The real challenges ahead
Growth on paper does not build itself. Several genuine hurdles could slow the expansion of Pakistan data centre capacity.
- Power reliability: Grid instability combined with high electricity tariffs raises operating costs and forces significant investment in backup power systems.
- Skilled workers: A shortage of trained professionals and limited awareness among small businesses about the benefits of colocation services act as barriers to faster market growth.
- Water use: Large data centres need water for cooling. In a country facing water stress, this is a genuine public concern that operators will need to address with efficient closed-loop cooling designs.
- Regulation: The Pakistan Telecommunication Authority (PTA) introduced data centre regulations aimed at facilitating and regulating the establishment of facilities in the country. Clear, stable rules will matter as more foreign capital arrives.
Why this matters for Pakistan’s digital economy
A data centre is not just a building full of servers. It is the physical foundation for every digital service a business or government runs, from online banking and e-commerce to AI apps and cloud storage. When that compute happens inside Pakistan, data stays local, speeds go up, and money stays in the country instead of flowing to overseas providers.
If domestic infrastructure lags, Pakistan could end up importing billions of dollars of computing capacity and data services. The current investment wave is an attempt to stop that from happening.
For more context on how Pakistan’s broader digital economy is growing, see how Pakistan’s digital payments topped Rs 168.8 trillion in a single quarter, a sign of the data and compute demand that lies behind everyday transactions.
On the supply side, dedicated 2,000 MW of surplus power, redundant CPEC fibre routes, and low land costs make Pakistan a strategic option for serving the wider South Asia region. That pitch is already attracting hyperscale interest from global cloud providers who want to cut latency for South Asian customers. You can learn more about Pakistan data centre market forecasts from Mordor Intelligence for deeper analysis.
Frequently Asked Questions
What is Pakistan’s current data centre capacity?
Pakistan’s installed IT load stands at 23.53 MW in 2025 and is projected to reach 53.30 MW by 2030. That represents a more than 100% increase over five years.
Which cities have the most data centres in Pakistan?
Pakistan’s 22 data centres are split across three main markets: Lahore, Karachi, and Islamabad.

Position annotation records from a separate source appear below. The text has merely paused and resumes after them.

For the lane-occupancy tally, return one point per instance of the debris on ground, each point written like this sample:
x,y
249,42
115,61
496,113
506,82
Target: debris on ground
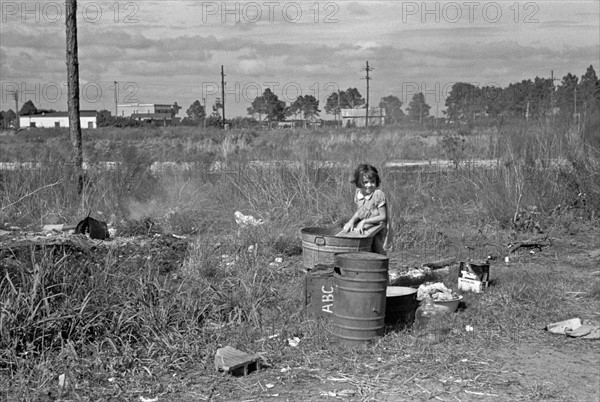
x,y
530,244
446,262
435,291
575,328
94,228
236,362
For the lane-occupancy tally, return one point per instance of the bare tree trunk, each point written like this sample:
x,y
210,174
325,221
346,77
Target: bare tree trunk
x,y
73,91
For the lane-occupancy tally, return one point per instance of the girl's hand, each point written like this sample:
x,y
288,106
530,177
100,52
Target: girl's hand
x,y
348,227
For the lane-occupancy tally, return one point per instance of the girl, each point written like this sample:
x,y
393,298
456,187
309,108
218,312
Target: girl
x,y
371,208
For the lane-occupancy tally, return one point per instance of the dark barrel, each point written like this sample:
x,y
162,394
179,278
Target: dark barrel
x,y
360,283
400,306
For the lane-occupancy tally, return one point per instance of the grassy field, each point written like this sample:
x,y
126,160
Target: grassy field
x,y
141,316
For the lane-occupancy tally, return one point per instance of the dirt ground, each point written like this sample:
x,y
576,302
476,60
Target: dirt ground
x,y
548,367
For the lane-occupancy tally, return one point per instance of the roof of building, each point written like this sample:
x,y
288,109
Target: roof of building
x,y
157,116
82,113
373,112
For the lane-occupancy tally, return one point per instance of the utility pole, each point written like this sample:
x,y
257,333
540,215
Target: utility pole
x,y
204,105
223,94
116,98
339,111
16,97
73,91
367,69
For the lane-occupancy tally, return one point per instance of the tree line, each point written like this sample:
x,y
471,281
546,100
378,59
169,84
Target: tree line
x,y
572,98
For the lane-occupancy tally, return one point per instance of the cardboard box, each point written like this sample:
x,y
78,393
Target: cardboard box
x,y
475,270
471,285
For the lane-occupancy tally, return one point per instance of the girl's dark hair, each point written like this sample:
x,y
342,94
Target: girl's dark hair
x,y
365,170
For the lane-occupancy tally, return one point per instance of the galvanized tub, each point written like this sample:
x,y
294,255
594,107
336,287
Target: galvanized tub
x,y
360,280
320,244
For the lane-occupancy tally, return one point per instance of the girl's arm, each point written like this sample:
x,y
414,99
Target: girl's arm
x,y
374,220
350,224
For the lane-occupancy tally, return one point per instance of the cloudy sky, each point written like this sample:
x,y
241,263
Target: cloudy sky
x,y
172,51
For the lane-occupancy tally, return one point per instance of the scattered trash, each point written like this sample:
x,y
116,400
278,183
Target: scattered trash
x,y
575,328
294,342
343,393
236,362
57,228
435,291
470,285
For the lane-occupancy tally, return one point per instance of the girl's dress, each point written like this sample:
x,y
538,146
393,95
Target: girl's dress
x,y
368,206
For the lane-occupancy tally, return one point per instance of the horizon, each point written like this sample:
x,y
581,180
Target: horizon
x,y
293,47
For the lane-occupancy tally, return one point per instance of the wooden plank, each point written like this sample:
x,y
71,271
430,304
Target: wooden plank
x,y
230,360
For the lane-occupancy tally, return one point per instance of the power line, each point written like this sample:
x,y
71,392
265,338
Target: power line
x,y
367,69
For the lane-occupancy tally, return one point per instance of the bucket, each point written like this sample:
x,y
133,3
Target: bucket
x,y
360,280
320,244
400,305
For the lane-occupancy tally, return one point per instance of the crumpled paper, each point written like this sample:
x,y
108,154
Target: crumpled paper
x,y
575,328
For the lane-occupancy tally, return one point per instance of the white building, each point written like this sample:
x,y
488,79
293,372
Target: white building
x,y
148,112
356,117
87,118
129,109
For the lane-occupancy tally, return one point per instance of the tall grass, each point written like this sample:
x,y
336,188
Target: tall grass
x,y
124,309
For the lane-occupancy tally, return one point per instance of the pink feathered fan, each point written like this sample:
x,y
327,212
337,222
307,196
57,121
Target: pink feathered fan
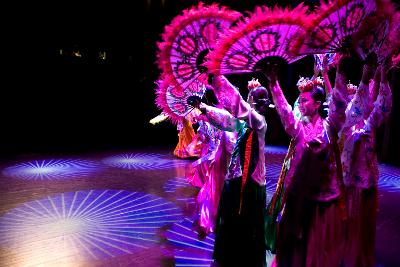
x,y
377,31
172,100
188,39
335,22
265,33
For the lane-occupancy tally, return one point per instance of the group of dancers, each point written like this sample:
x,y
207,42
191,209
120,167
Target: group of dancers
x,y
329,206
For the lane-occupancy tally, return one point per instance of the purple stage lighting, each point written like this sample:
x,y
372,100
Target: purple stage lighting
x,y
94,224
52,169
143,161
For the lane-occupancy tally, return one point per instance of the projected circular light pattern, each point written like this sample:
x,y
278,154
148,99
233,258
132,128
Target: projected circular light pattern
x,y
52,169
92,224
143,161
191,250
173,184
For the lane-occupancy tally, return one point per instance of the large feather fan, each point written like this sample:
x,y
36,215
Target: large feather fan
x,y
265,33
188,39
375,31
172,100
335,22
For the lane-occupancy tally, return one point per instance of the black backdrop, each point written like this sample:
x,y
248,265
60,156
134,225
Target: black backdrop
x,y
55,102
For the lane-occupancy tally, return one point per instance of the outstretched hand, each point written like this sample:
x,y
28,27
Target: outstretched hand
x,y
270,70
194,101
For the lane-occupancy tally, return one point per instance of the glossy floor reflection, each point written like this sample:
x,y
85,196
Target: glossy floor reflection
x,y
128,208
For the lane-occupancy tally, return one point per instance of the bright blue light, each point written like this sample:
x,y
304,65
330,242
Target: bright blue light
x,y
53,169
173,184
92,224
143,161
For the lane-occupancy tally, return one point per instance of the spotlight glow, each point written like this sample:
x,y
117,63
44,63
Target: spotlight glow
x,y
143,161
92,224
173,184
389,178
53,169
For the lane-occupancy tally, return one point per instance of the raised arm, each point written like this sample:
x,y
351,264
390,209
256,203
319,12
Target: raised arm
x,y
221,118
289,120
337,105
382,105
358,109
232,101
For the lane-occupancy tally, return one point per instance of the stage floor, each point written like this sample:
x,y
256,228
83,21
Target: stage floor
x,y
129,208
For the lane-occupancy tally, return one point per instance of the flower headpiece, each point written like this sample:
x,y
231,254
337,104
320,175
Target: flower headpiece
x,y
306,84
254,83
351,88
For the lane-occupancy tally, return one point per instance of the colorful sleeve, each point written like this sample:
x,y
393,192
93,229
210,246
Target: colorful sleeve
x,y
357,107
382,108
289,120
222,119
337,105
235,104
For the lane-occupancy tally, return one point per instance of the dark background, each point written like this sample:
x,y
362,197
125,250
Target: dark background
x,y
55,102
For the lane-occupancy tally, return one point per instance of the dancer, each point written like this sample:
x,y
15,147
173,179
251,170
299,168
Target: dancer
x,y
240,231
366,112
209,171
311,229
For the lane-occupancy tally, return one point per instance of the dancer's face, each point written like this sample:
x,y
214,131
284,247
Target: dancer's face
x,y
307,105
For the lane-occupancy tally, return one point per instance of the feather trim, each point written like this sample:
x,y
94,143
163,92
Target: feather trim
x,y
191,35
258,36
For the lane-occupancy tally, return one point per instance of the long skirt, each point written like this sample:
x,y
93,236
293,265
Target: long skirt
x,y
240,238
361,226
310,233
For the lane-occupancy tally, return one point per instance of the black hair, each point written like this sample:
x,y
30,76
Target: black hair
x,y
318,94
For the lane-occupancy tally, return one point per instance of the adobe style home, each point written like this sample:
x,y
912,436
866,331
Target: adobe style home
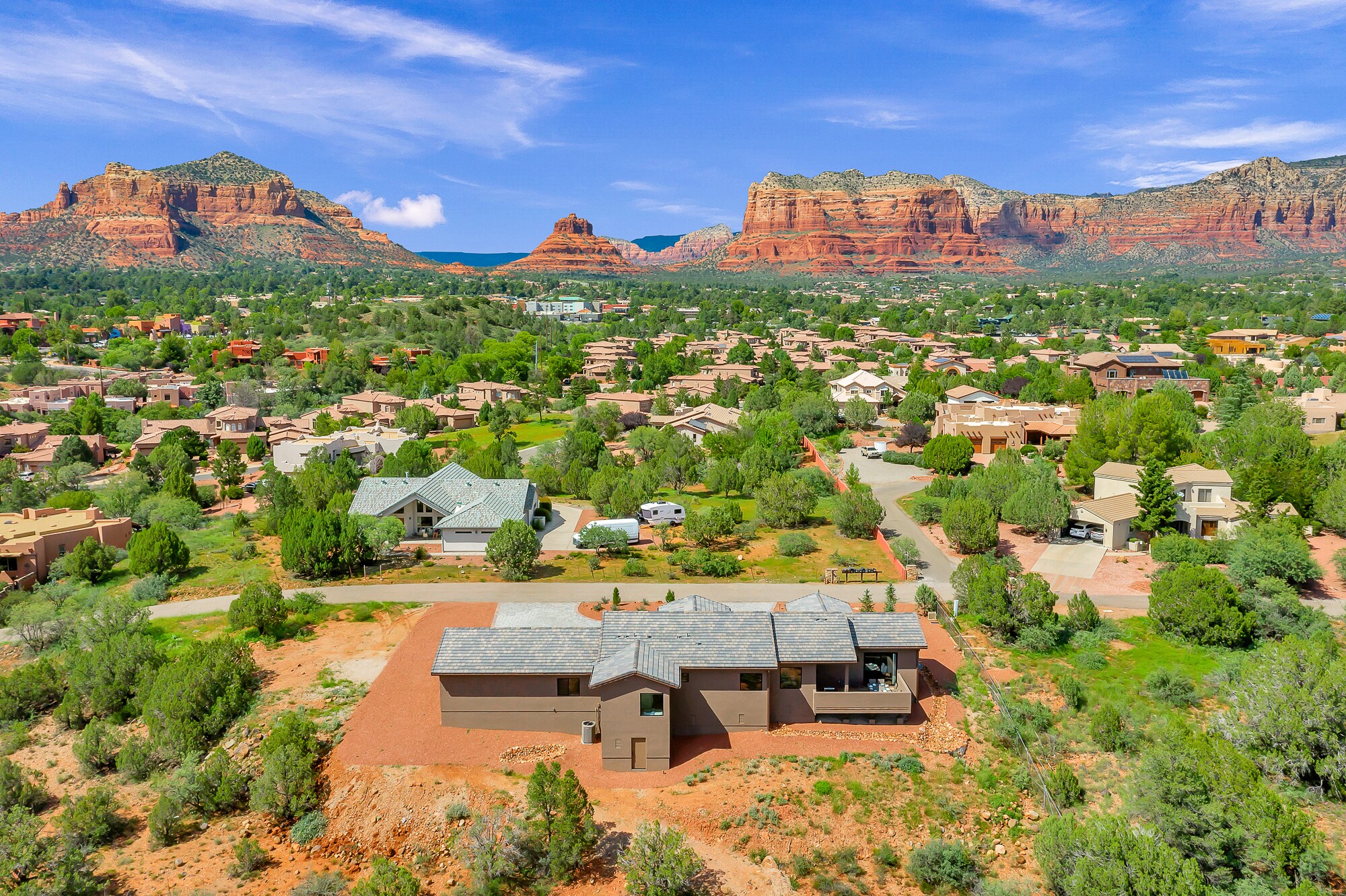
x,y
693,668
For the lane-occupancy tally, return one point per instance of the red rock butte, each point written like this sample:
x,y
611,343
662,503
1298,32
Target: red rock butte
x,y
573,248
197,215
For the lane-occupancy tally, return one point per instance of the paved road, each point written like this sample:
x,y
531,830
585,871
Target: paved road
x,y
563,593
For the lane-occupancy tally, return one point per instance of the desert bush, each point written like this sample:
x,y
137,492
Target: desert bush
x,y
796,544
1172,688
944,864
1065,786
151,590
659,863
165,821
98,746
21,788
248,859
309,828
94,819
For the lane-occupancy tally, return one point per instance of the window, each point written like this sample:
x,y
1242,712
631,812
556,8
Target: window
x,y
652,704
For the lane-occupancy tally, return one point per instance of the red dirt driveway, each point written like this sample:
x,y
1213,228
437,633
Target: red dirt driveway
x,y
399,722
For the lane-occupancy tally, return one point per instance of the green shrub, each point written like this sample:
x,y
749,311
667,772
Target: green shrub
x,y
197,696
289,784
151,590
32,689
309,828
165,823
1200,605
98,746
1072,692
387,879
260,606
796,544
248,859
137,759
1107,729
21,788
94,819
1172,688
946,864
158,550
1065,786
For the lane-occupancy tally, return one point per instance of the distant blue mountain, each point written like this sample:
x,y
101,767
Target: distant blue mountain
x,y
476,259
658,244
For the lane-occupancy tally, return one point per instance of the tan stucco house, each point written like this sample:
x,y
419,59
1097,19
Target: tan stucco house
x,y
693,668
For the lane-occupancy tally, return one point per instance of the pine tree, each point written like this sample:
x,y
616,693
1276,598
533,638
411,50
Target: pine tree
x,y
1157,500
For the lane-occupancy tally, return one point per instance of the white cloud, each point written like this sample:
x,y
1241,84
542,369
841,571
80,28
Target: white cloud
x,y
425,211
684,209
865,112
1177,133
410,37
1059,14
1162,174
433,85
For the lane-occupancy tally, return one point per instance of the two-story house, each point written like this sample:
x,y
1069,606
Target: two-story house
x,y
1131,375
1207,507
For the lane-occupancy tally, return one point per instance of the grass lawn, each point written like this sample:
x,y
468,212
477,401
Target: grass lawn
x,y
760,558
526,435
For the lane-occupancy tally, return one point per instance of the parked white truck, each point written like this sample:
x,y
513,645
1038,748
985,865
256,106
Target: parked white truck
x,y
629,527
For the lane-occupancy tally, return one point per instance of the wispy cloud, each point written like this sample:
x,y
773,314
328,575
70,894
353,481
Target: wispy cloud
x,y
431,85
1162,174
410,37
1177,133
865,112
425,211
686,209
1060,14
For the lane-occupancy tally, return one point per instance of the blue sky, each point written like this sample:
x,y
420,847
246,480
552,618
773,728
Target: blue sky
x,y
474,126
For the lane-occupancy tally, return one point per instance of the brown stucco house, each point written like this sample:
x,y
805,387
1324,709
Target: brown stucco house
x,y
693,668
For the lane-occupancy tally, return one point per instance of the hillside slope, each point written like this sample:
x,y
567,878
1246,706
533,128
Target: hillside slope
x,y
201,215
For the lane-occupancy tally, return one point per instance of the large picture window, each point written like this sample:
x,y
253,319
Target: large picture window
x,y
652,704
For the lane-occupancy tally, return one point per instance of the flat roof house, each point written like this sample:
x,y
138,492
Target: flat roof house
x,y
464,508
693,668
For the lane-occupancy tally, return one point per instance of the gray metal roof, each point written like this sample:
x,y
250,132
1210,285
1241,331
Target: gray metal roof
x,y
516,652
818,603
465,500
697,641
814,638
695,605
637,659
886,630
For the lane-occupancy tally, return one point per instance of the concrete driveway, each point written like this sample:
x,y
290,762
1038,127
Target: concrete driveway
x,y
1075,559
561,528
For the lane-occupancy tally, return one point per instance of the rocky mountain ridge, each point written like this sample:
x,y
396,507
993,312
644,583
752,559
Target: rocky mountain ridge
x,y
846,221
691,247
197,215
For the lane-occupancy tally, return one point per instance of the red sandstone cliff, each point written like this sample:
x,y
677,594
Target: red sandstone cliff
x,y
196,215
824,227
573,248
690,248
845,221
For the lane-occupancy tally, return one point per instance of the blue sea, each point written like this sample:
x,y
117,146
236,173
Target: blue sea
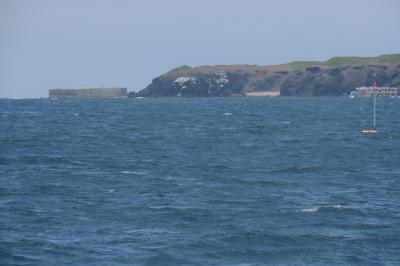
x,y
219,181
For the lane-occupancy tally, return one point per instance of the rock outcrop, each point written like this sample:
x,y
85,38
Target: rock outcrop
x,y
334,77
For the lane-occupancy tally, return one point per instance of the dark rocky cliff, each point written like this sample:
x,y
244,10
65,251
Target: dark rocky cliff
x,y
335,77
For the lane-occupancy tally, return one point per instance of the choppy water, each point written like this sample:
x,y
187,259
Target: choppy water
x,y
237,181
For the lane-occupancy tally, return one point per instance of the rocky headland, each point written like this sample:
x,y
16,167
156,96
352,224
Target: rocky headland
x,y
337,76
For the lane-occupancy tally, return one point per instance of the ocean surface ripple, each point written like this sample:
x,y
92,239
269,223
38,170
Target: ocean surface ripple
x,y
221,181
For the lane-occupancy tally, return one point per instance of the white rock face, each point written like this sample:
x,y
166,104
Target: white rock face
x,y
221,79
183,82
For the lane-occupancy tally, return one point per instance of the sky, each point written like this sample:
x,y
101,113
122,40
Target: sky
x,y
126,43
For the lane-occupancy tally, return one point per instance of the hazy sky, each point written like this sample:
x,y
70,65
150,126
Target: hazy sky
x,y
88,43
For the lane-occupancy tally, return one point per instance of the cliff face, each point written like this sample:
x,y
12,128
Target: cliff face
x,y
334,77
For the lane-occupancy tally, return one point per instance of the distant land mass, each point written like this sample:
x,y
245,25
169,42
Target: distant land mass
x,y
337,76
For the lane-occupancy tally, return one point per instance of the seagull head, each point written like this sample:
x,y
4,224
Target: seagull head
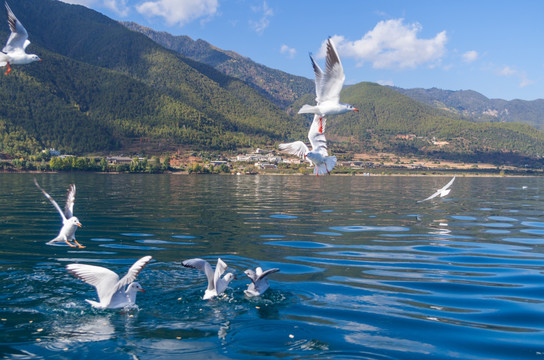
x,y
74,221
135,286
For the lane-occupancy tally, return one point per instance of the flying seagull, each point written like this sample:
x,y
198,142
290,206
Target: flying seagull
x,y
259,283
216,284
70,223
14,51
111,291
442,192
328,85
323,163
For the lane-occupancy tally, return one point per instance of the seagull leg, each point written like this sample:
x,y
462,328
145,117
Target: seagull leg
x,y
79,245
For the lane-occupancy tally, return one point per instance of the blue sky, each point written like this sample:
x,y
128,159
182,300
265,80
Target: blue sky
x,y
494,47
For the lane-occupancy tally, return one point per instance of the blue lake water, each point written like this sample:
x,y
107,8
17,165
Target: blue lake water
x,y
365,271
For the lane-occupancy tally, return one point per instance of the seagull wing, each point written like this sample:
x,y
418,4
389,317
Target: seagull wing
x,y
267,272
132,272
69,207
219,270
432,196
104,280
297,148
333,79
52,200
317,139
18,40
448,184
203,266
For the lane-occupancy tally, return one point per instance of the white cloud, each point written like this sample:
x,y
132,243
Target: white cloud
x,y
393,45
507,71
119,6
470,56
519,74
260,25
179,12
386,82
288,50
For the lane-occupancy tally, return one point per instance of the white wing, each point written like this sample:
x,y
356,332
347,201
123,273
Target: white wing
x,y
18,40
69,207
333,78
448,184
219,270
317,138
52,200
267,272
132,272
297,148
104,280
442,192
203,266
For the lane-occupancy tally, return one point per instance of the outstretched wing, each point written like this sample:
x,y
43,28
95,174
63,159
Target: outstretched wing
x,y
334,77
52,200
104,280
297,148
69,207
448,184
267,272
316,137
132,272
204,266
219,270
18,39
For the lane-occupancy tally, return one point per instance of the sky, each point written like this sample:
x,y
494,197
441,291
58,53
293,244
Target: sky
x,y
494,47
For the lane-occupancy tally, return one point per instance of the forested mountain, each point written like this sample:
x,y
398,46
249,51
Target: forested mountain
x,y
101,86
477,107
280,87
390,121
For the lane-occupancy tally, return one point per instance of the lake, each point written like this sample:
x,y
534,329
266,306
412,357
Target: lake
x,y
365,270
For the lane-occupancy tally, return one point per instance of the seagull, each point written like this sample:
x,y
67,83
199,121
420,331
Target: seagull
x,y
259,283
327,87
111,291
14,51
216,284
442,192
70,223
323,163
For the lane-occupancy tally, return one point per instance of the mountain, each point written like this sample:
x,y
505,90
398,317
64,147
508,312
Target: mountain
x,y
390,121
281,88
103,87
477,107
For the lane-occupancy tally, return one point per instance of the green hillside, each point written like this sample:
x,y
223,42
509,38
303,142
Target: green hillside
x,y
101,86
105,89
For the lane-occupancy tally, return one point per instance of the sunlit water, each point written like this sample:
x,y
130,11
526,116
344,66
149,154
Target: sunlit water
x,y
366,272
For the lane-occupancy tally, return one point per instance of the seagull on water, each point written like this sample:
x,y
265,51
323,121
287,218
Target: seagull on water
x,y
328,85
216,284
323,163
442,192
14,51
259,283
70,223
111,291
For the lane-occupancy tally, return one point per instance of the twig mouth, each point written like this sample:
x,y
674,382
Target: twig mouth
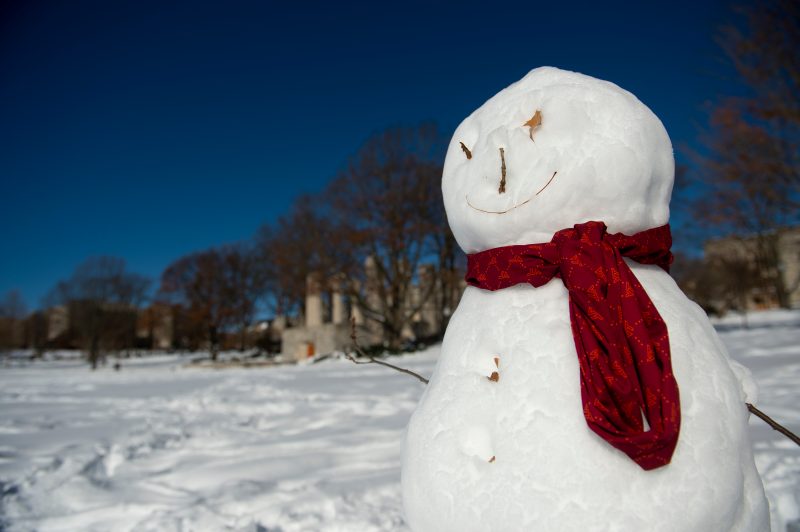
x,y
466,196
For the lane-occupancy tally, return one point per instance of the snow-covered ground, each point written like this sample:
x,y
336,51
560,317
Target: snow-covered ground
x,y
159,446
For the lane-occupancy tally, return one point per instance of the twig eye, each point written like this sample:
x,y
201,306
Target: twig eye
x,y
466,150
534,122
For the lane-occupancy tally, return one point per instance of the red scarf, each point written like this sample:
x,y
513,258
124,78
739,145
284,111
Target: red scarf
x,y
621,340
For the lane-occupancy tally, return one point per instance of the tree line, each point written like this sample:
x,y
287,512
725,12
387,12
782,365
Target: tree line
x,y
369,231
745,180
365,235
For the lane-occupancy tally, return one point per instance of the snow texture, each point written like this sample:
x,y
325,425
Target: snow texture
x,y
158,446
517,454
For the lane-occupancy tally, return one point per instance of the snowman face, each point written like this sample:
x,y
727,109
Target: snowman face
x,y
555,149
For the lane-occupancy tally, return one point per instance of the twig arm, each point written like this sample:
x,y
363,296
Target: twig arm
x,y
373,360
774,424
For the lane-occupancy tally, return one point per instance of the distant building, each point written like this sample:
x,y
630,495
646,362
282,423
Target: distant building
x,y
743,250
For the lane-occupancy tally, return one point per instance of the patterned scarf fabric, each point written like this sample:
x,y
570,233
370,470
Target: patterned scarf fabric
x,y
620,338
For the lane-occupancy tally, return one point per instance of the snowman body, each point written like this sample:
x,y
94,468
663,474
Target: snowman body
x,y
514,452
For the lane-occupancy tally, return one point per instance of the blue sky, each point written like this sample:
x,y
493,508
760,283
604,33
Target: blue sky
x,y
148,130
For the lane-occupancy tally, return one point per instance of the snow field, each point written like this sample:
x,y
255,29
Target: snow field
x,y
159,446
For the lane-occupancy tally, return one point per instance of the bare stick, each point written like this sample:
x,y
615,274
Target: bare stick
x,y
774,424
373,360
466,150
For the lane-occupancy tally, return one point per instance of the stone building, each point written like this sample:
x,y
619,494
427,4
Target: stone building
x,y
742,251
327,323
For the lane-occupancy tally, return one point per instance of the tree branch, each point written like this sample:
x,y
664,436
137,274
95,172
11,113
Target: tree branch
x,y
774,424
372,360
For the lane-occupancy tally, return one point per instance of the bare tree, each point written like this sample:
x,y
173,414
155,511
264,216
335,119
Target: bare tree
x,y
102,299
199,282
243,287
388,204
304,241
750,171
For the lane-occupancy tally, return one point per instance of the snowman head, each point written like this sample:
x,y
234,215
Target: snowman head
x,y
555,149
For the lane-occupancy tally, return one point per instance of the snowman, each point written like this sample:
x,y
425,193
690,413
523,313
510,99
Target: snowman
x,y
578,389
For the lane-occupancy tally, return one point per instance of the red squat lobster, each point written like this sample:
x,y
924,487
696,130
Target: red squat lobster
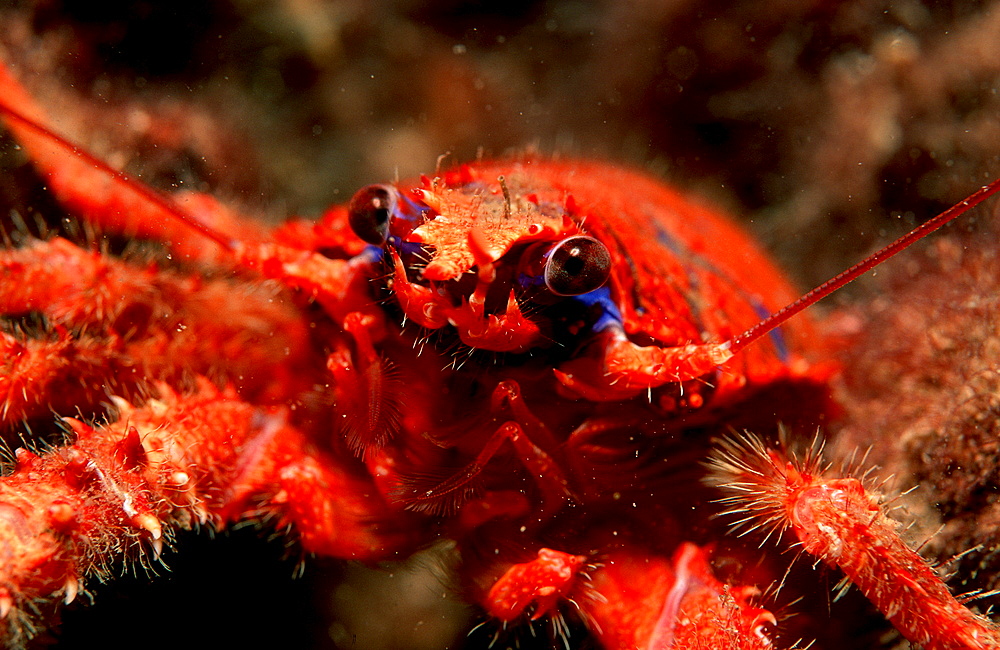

Karachi leads due to its port connectivity and submarine cable links, while Islamabad is now the fastest-growing hub driven by federal government workloads.
What is a Tier III data centre?
A Tier III data centre is a standard defined by the Uptime Institute. It means the facility has enough backup power and cooling to stay online during planned maintenance. It offers at least 99.982% uptime per year. Most new Pakistani facilities being announced target this level.
What is the biggest risk to Pakistan’s data centre growth?
Grid instability combined with high electricity tariffs raises operating costs and makes heavy investment in backup power systems necessary. Alongside this, a shortage of trained data centre engineers and the water needs of large cooling systems are practical challenges operators must plan for.